I’ll also show that condition regarding the income level:

# Plot relationship between income and distance to hospitals
ggplot(tract_acs, aes(x = median_incomeE, y = nearest_hospital)) +
  geom_point() +
  labs(title = "Income vs. Distance to Hospital", x = "Median Income", y = "Distance to Hospital (m)")

And lastly compare that conditions between different education levels with two maps:

# Create Bachelor's Degree map
bachelors_map <- tm_shape(tract_acs) +
  tm_polygons("education_bachelorsE", palette = "Blues", title = "Bachelor's Degree (%)") +
  tm_shape(hospital_data) +
  tm_dots(size = 0.02, col = "black", title = "Hospitals")

# Create High School map
highschool_map <- tm_shape(tract_acs) +
  tm_polygons("education_high_schoolE", palette = "Reds", title = "High School Education (%)") +
  tm_shape(hospital_data) +
  tm_dots(size = 0.02, col = "black", title = "Hospitals")

# Arrange maps side by side
tmap_arrange(bachelors_map, highschool_map)

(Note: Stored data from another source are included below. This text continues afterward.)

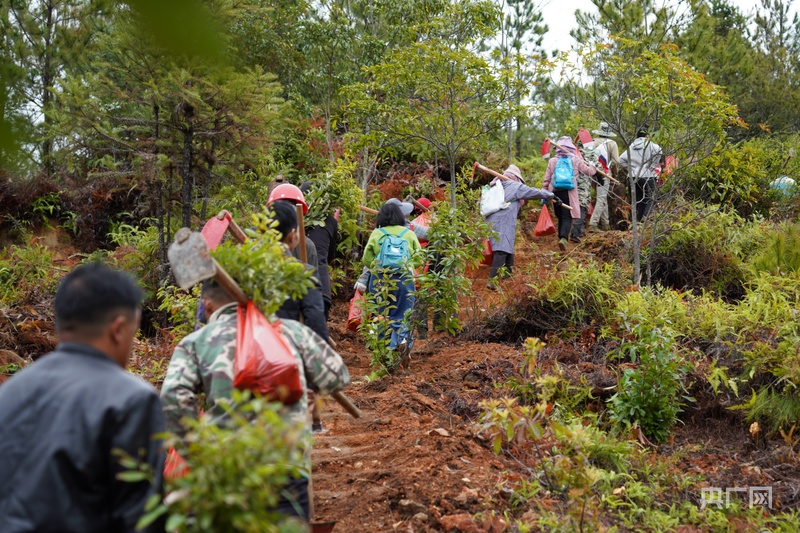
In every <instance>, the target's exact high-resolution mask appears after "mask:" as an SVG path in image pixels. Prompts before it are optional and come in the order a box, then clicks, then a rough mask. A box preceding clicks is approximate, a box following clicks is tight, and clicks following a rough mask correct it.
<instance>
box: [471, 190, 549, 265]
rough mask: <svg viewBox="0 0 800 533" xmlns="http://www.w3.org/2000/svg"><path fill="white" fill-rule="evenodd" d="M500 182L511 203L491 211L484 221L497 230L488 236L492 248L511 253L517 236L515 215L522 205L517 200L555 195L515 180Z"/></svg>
mask: <svg viewBox="0 0 800 533" xmlns="http://www.w3.org/2000/svg"><path fill="white" fill-rule="evenodd" d="M497 179H499V178H497ZM502 184H503V190H504V191H505V201H506V202H509V203H510V204H511V205H510V206H508V208H507V209H501V210H500V211H498V212H497V213H492V214H491V215H489V216H488V217H486V221H487V222H489V224H491V225H492V229H493V230H494V231H495V232H497V236H496V237H492V238H490V239H489V241H490V242H491V244H492V250H494V251H496V252H506V253H509V254H513V253H514V245H515V241H516V236H517V215H518V214H519V209H520V207H522V204H520V202H519V201H520V200H552V199H553V197H554V196H555V195H554V194H553V193H552V192H550V191H545V190H543V189H536V188H535V187H528V186H527V185H523V184H522V183H518V182H516V181H506V180H503V181H502Z"/></svg>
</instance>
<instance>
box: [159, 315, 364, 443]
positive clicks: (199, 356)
mask: <svg viewBox="0 0 800 533" xmlns="http://www.w3.org/2000/svg"><path fill="white" fill-rule="evenodd" d="M236 310H237V305H236V304H229V305H226V306H223V307H221V308H220V309H218V310H217V311H216V312H214V314H212V315H211V317H209V321H208V324H207V325H206V326H205V327H203V328H201V329H199V330H198V331H195V332H194V333H192V334H190V335H187V336H186V338H184V339H183V340H182V341H181V342H180V343H178V346H177V347H176V348H175V351H174V352H173V354H172V360H171V361H170V363H169V367H168V368H167V376H166V378H165V379H164V385H163V386H162V387H161V403H162V405H163V408H164V416H165V419H166V426H167V430H168V431H171V432H173V433H176V434H177V435H181V436H182V435H183V434H184V433H185V430H184V428H183V427H182V424H181V423H180V421H181V419H182V418H184V417H191V418H197V417H198V396H199V395H200V394H201V393H203V394H205V403H206V405H207V413H208V414H209V415H210V416H212V417H213V418H215V419H217V420H218V421H219V422H223V421H224V419H225V416H226V413H225V410H224V409H223V408H222V406H221V405H219V404H220V402H225V401H229V400H230V398H231V391H232V389H233V359H234V352H235V349H236V322H237V315H236ZM281 333H282V334H283V336H284V338H285V339H286V341H287V343H288V344H289V346H290V347H291V348H292V351H293V352H294V356H295V357H296V358H297V362H298V365H299V366H300V368H301V369H302V370H303V371H302V372H300V379H301V381H302V384H303V390H304V392H303V396H302V398H300V400H298V401H297V402H295V403H294V404H291V405H286V406H284V408H283V413H284V415H283V419H284V420H285V421H286V422H288V423H297V422H300V423H302V424H303V425H304V426H305V427H306V428H307V429H310V427H309V420H308V418H309V416H308V395H307V393H306V392H305V390H306V389H307V388H310V389H311V390H313V391H315V392H320V393H322V394H328V393H331V392H335V391H338V390H340V389H342V388H344V387H345V386H347V385H348V384H349V383H350V375H349V373H348V372H347V367H346V366H345V364H344V362H343V361H342V358H341V356H340V355H339V354H338V353H336V352H335V351H334V350H333V349H332V348H330V346H328V344H327V343H326V342H325V341H324V340H322V338H320V337H319V336H318V335H317V334H316V333H314V332H313V331H311V330H310V329H309V328H307V327H306V326H304V325H303V324H300V323H299V322H295V321H294V320H282V321H281Z"/></svg>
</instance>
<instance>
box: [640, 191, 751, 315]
mask: <svg viewBox="0 0 800 533" xmlns="http://www.w3.org/2000/svg"><path fill="white" fill-rule="evenodd" d="M668 226H669V229H668V230H667V231H666V232H665V236H664V238H663V239H661V240H660V242H659V243H658V245H657V246H656V247H655V249H653V250H652V251H650V252H649V255H648V256H647V258H646V259H647V261H648V262H649V264H650V266H651V270H652V282H658V283H661V284H662V285H665V286H667V287H672V288H674V289H677V290H687V289H688V290H694V291H697V292H700V291H703V290H707V291H710V292H712V293H713V294H715V295H718V296H722V297H725V298H728V299H731V300H735V299H737V298H739V297H741V295H742V293H743V285H744V282H745V280H746V278H747V273H746V271H745V268H744V263H743V259H744V258H745V257H747V256H748V255H750V254H751V253H752V251H753V250H755V249H756V248H757V247H758V246H759V243H760V241H761V240H763V237H760V233H761V232H762V231H763V230H762V228H761V224H760V223H759V222H747V221H746V220H745V219H743V218H741V217H740V216H738V215H736V214H734V213H732V212H726V211H724V210H722V209H721V208H720V207H718V206H707V207H706V206H702V205H700V204H692V205H688V206H685V207H684V209H682V210H680V211H677V212H676V213H675V215H674V216H673V217H672V218H671V220H670V221H669V224H668Z"/></svg>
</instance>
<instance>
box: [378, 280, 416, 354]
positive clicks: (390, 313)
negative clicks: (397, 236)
mask: <svg viewBox="0 0 800 533" xmlns="http://www.w3.org/2000/svg"><path fill="white" fill-rule="evenodd" d="M389 278H390V279H392V280H394V281H395V283H397V286H396V287H395V289H394V290H393V291H392V293H391V294H392V296H393V298H394V301H393V302H392V303H391V306H392V307H393V308H392V309H390V310H389V313H388V314H386V313H385V309H386V308H385V307H384V308H383V309H378V312H379V313H380V314H382V315H385V316H386V317H387V318H388V319H389V328H388V329H389V330H391V342H390V343H389V348H391V349H396V348H397V345H398V344H400V343H401V342H403V341H406V342H407V343H408V347H409V349H410V348H411V347H412V346H413V344H414V339H413V338H412V337H411V327H410V322H411V317H410V316H409V318H408V319H406V311H408V310H409V309H411V308H413V307H414V292H415V290H414V277H413V276H412V275H411V274H409V273H406V272H397V273H395V274H391V275H389ZM382 282H383V281H382V279H381V277H376V276H375V275H374V274H370V276H369V284H368V285H367V290H368V291H369V292H370V293H374V292H375V291H376V289H377V290H379V289H380V284H381V283H382ZM387 307H388V306H387ZM381 333H382V335H381V336H382V338H384V339H385V338H386V336H387V335H389V331H387V328H385V327H384V328H381Z"/></svg>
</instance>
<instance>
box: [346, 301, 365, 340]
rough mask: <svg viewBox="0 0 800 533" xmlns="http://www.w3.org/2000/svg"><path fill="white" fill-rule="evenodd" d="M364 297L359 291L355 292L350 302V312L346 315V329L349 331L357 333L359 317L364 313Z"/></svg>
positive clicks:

Finally, we interpret the results to answer the question: Is the spatial distribution of hospitals in Fulton and DeKalb counties equitable?
Short answer: No, the spatial distribution of hospitals in Fulton and DeKalb counties is not entirely equitable.
Based on the results from the maps and plots, there are clear disparities based on region, race, income, and education levels. Predominantly Black and other minority communities, as well as lower-income areas, tend to have fewer hospitals or are located farther from the nearest hospital, while predominantly White and wealthier communities enjoy better access. The distribution of education levels follows a similar pattern to that of income, as education is often correlated with income levels and racial demographics. In other words, tracts with a higher percentage of residents with bachelor’s degrees tend to have better access to hospitals compared to those where high school graduates are more common. This is likely related to overall socioeconomic status, as higher educational attainment often aligns with wealthier areas. In areas with higher population densities, hospital accessibility is mixed. Some high-density areas have hospitals nearby, while others do not, suggesting an uneven distribution, which may be somewhat correlated with racial demographics. This could result in overcrowding in hospitals serving certain high-density areas.

Confusion: I initially performed the join and buffering around the centroid, but I found it unnecessary since the results were the same as what I’m getting now. Is this step actually necessary?